Salboni Assembly constituency is an assembly constituency in Paschim Medinipur district in the Indian state of West Bengal.

Overview
As per orders of the Delimitation Commission, No. 234 Salboni Assembly constituency  is composed of the following: Bhimpur, Bishnupur, Debgram, Lalgeria and Shalboni gram panchayats of Salboni community development block, Goaltor, Gohaldanga, Jeerapara, Makli, Patharpara and Pingbani gram panchayats of Garhbeta II community development block, and Garhbeta III community development block.
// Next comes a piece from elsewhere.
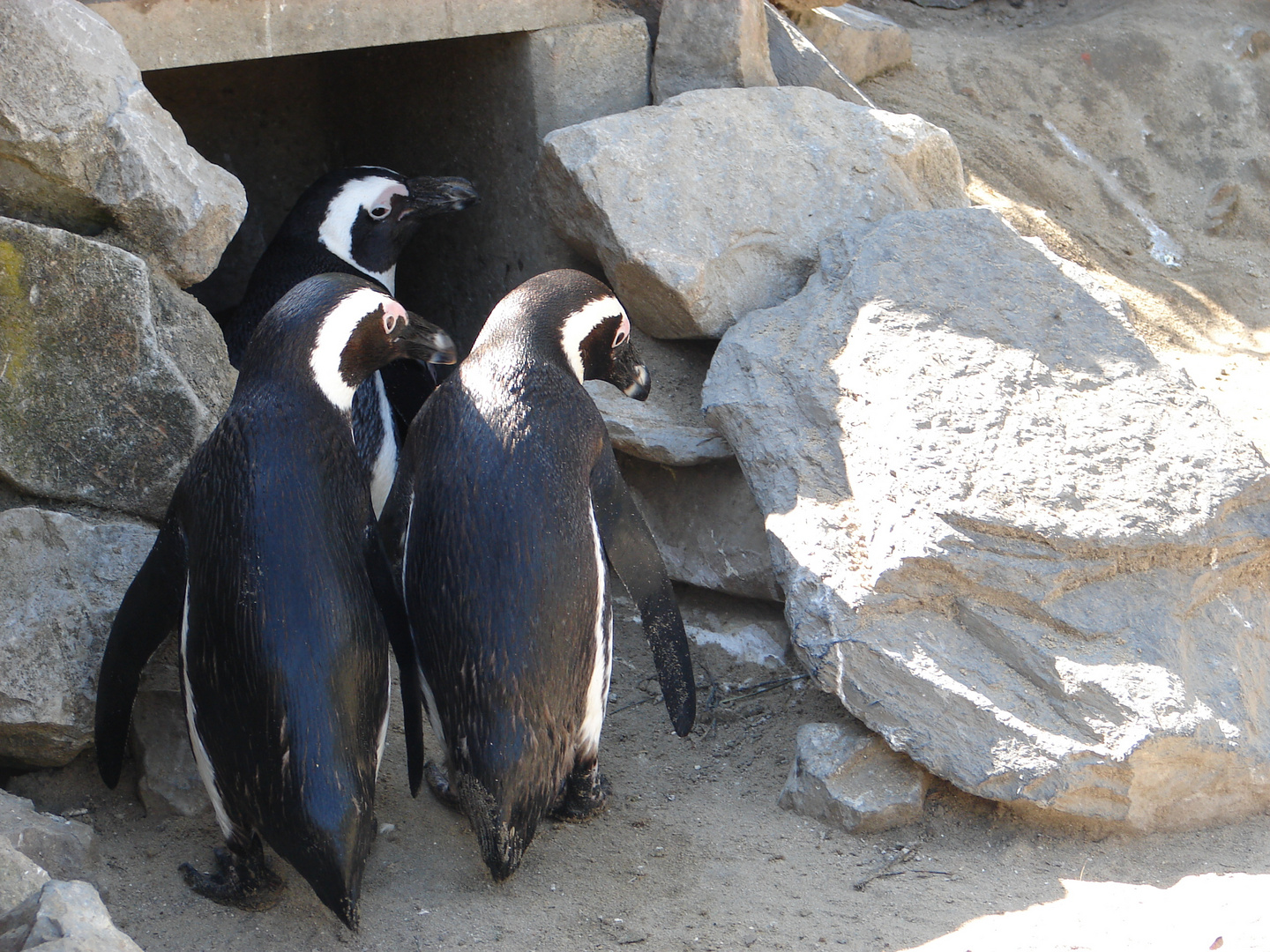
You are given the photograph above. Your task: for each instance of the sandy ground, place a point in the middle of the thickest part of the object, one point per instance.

Salboni Assembly constituency is part of No. 33 Jhargram (Lok Sabha constituency) (ST).

Election results

2021
In the 2021 election, Srikanta Mahata of Trinamool Congress defeated his nearest rival, Rajib Kundu of BJP.

2016
In the 2016 election, Srikanta Mahata of Trinamool Congress defeated his nearest rival, Shyam Sundar Pandey of CPI(M).

2011
In the 2011 election, Srikanta Mahata of Trinamool Congress defeated his nearest rival Abhiram mahato of CPI(M).

1977-2006
In the 2006, 2001 and 1996 state assembly elections, Khagendranath Mahata of CPI(M) won the Salboni assembly seat defeating his nearest rivals, Uttara Singha (Hazra) of Trinamool Congress in 2006, Dinen Roy of Trinamool Congress in 2001, and Tapas Das of Jharkhand Party (Naren) in 1996. Contests in most years were multi cornered but only winners and runners are being mentioned. Sundar Hazra of CPI(M) defeated Bijoy Mahata of Janata Party in 1991, Basanti Mahata of Congress in 1987, Kali Sadhan Mahata of Congress in 1982, and Basanti Mahata of Congress in 1977.

1951-1972
Thakurdas Mahata of CPI won in 1972. Sundar Hazra of CPI(M) won in 1971. Amulya Ratan Mahata of Bangla Congress won in 1969 and 1967. Niranjan Khamrai of Congress won in 1962. The Salboni seat did not exist in 1957. In independent India's first election in 1951, Bejoy Gopal Goswami, Independent, won the Salboni seat.